La muerte acaba teniendo la última palabra. Lo decisivo no es morir sino saber que se ha de morir. El problema no es cómo la muerte influirá cuando venga (y ya no estaré yo) sino cómo influye ahora que sé que ha de venir. Y el olvido de ello es también una manera de influir. Porque la reacción de «para cuatro días que vamos a vivir…», suele ser la que más invita a cerrar los ojos ante los demás, y a abrirlos solo para uno mismo.
La historia la escriben siempre los vencedores. Los vencedores dan por sentado que su causa era la justa y que, con ellos, triunfó la justicia. Pero suelen esconder no solo la parcialidad de su posible causa justa, sino los medios injustos y crueles que son imprescindibles para que triunfe cualquier causa, y que acaban por desautorizarla. La patética imagen del presidente Aznar, defendiendo casi a gritos su colaboración con la barbarie con la OTAN en Kosovo porque «había sido un éxito» (mientras el criminal Milosevic sigue en pie, el país, que, como tal, no era culpable ha quedado destruido y los odios han alcanzado niveles quizá ya incurables), me parece una imagen de humanidad universal, y no simplemente el ridículo de un personaje particular.

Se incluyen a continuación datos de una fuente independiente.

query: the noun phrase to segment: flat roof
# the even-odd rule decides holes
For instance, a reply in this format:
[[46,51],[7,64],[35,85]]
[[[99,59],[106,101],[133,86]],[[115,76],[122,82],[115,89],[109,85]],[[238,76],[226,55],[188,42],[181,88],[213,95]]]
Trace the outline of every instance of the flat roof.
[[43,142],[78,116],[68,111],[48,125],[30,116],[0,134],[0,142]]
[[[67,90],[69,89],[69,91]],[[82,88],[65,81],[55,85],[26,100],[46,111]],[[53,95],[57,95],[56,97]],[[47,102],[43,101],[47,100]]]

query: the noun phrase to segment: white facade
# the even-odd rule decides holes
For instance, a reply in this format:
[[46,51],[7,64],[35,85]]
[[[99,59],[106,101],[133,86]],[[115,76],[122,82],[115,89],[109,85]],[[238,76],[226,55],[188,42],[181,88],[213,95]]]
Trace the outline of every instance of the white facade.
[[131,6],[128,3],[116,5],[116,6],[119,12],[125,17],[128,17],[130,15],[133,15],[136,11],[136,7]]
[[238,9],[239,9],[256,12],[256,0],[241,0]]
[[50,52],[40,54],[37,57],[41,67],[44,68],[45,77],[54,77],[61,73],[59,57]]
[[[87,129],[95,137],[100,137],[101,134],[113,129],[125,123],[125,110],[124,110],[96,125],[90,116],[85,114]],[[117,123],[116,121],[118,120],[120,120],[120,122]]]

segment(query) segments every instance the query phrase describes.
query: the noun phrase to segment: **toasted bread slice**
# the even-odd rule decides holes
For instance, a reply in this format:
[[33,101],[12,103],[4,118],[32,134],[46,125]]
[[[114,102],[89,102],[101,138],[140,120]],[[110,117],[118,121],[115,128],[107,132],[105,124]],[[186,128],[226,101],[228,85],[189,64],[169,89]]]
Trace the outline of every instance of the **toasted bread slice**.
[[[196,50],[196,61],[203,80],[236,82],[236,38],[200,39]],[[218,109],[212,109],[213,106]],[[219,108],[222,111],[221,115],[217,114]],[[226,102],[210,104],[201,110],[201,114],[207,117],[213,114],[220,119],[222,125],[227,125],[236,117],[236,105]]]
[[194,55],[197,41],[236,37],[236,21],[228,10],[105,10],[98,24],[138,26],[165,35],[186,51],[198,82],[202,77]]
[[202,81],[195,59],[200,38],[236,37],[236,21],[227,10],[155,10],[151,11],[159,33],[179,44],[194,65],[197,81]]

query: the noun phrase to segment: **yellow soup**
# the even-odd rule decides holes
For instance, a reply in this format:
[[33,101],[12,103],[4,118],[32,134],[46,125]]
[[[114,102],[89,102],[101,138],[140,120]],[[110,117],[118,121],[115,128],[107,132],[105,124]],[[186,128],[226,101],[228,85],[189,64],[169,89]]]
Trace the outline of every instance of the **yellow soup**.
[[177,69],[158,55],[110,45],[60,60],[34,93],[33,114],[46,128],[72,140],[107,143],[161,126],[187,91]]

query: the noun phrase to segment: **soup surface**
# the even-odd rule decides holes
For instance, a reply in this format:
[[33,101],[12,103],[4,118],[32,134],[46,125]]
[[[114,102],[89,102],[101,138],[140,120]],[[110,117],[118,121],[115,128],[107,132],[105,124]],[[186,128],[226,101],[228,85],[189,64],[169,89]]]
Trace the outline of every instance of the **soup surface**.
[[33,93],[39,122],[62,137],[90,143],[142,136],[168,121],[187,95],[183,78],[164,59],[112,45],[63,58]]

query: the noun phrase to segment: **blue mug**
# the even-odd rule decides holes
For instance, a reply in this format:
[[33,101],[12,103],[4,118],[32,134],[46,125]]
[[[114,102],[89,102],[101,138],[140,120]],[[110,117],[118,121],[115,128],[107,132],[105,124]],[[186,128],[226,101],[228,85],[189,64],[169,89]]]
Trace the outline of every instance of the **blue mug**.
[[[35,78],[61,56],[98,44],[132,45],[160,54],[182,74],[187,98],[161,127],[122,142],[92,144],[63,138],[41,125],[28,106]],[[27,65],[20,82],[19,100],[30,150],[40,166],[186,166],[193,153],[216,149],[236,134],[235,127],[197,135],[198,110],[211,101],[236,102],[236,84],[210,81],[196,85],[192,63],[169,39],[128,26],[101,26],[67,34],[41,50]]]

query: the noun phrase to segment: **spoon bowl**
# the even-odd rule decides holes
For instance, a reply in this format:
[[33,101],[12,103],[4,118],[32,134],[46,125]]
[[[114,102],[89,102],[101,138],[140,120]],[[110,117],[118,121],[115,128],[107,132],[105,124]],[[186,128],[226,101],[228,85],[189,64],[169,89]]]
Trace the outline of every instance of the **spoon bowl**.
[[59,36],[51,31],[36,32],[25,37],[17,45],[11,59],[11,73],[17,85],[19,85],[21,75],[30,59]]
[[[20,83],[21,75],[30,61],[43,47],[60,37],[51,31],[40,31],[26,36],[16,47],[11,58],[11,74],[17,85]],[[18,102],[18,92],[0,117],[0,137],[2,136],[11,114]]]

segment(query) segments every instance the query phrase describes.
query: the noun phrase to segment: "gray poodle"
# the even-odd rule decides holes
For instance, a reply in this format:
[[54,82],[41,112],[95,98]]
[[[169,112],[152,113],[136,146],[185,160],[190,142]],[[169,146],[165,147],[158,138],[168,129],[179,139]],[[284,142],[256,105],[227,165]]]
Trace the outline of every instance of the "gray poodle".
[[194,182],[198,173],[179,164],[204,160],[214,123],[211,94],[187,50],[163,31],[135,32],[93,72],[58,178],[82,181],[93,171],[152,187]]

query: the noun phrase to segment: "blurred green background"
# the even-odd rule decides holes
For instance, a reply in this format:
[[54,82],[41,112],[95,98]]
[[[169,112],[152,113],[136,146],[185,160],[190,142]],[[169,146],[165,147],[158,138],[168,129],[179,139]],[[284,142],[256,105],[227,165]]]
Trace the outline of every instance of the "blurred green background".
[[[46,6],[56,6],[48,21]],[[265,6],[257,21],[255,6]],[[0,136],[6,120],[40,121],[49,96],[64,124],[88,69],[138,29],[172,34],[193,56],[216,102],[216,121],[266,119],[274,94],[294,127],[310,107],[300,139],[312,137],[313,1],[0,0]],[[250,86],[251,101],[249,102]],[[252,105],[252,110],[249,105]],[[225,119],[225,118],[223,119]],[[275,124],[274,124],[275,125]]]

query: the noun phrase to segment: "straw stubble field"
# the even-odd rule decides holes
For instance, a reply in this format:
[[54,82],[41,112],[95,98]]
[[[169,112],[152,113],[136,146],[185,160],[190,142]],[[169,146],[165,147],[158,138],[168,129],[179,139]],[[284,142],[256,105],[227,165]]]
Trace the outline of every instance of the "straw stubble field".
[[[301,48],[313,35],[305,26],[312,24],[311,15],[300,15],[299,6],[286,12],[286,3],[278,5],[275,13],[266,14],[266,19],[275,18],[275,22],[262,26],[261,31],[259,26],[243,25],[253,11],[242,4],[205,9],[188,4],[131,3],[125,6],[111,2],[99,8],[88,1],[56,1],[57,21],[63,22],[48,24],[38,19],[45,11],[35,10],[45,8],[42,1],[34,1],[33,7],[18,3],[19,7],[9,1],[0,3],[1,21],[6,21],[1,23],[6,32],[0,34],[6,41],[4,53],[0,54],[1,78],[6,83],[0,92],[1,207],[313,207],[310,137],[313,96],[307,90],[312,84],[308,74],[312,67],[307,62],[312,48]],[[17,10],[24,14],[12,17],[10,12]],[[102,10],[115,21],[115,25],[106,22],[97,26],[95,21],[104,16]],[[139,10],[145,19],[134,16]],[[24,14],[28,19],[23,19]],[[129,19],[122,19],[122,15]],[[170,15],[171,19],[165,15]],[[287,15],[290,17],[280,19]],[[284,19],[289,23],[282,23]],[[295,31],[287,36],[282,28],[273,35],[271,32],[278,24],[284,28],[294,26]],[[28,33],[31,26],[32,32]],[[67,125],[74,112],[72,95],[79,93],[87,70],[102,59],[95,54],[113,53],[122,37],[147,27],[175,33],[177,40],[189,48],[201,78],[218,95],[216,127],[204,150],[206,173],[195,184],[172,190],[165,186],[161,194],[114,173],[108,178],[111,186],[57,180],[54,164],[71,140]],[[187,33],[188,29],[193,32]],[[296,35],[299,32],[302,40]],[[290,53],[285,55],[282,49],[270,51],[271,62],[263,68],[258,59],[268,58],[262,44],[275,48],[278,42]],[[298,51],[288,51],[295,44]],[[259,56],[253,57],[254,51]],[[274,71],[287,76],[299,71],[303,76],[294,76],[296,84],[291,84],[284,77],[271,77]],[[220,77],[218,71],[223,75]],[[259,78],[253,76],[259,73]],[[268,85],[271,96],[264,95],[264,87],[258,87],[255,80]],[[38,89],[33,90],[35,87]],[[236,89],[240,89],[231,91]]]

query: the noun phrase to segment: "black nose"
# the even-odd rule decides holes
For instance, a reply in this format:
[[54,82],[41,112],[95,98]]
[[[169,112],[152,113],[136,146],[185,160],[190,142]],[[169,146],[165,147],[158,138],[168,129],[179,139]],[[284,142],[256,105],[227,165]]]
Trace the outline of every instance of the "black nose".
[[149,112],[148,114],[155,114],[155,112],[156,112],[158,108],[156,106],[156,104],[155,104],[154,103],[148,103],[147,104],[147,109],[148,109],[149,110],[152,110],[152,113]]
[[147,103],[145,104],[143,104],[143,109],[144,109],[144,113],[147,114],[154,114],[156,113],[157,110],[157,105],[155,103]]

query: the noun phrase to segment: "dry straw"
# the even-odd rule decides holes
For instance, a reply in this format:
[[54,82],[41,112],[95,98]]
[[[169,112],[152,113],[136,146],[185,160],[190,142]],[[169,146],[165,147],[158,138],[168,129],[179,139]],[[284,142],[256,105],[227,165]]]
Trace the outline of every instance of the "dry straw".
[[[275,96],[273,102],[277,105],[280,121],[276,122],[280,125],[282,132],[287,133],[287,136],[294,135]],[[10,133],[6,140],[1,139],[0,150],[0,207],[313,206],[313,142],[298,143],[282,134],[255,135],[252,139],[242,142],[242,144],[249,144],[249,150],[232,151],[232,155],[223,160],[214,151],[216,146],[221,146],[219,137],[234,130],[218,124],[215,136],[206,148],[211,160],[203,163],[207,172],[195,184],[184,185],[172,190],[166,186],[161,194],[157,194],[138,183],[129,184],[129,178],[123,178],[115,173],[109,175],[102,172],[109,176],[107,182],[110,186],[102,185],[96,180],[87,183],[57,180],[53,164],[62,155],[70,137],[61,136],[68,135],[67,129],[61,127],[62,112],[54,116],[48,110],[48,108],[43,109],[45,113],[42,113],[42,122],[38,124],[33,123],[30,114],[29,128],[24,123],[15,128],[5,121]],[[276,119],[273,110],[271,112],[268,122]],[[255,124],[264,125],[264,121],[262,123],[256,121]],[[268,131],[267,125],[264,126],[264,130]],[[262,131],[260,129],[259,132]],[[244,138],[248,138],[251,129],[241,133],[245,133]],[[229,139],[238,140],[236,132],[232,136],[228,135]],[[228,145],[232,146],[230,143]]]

Y, al final, la realidad se impone. Recordemos la trayectoria de tantos amores eternos que acaban escribiendo guiones para películas como American beauty. Evoquemos la decepción de tantas ilusiones profesionales juveniles. Recordemos aquel ministro que exhortaba a los jóvenes a que no cometieran errores como él, que había sido comunista en su juventud, hasta que luego encontró su verdadero progreso… Recordemos también la frase de T. Adorno –que volveremos a encontrar– sobre la necesidad de mirar las cosas «desde la utopía», si es que queremos pensar bien. La utopía es una imposible ansia humana de plenitud. Cuando se abandona ese punto de mira, se imposibilita toda crítica (salvo aquella que sirve para insultar al adversario y medrar frente a él), y se cae en la canonización del estado de cosas.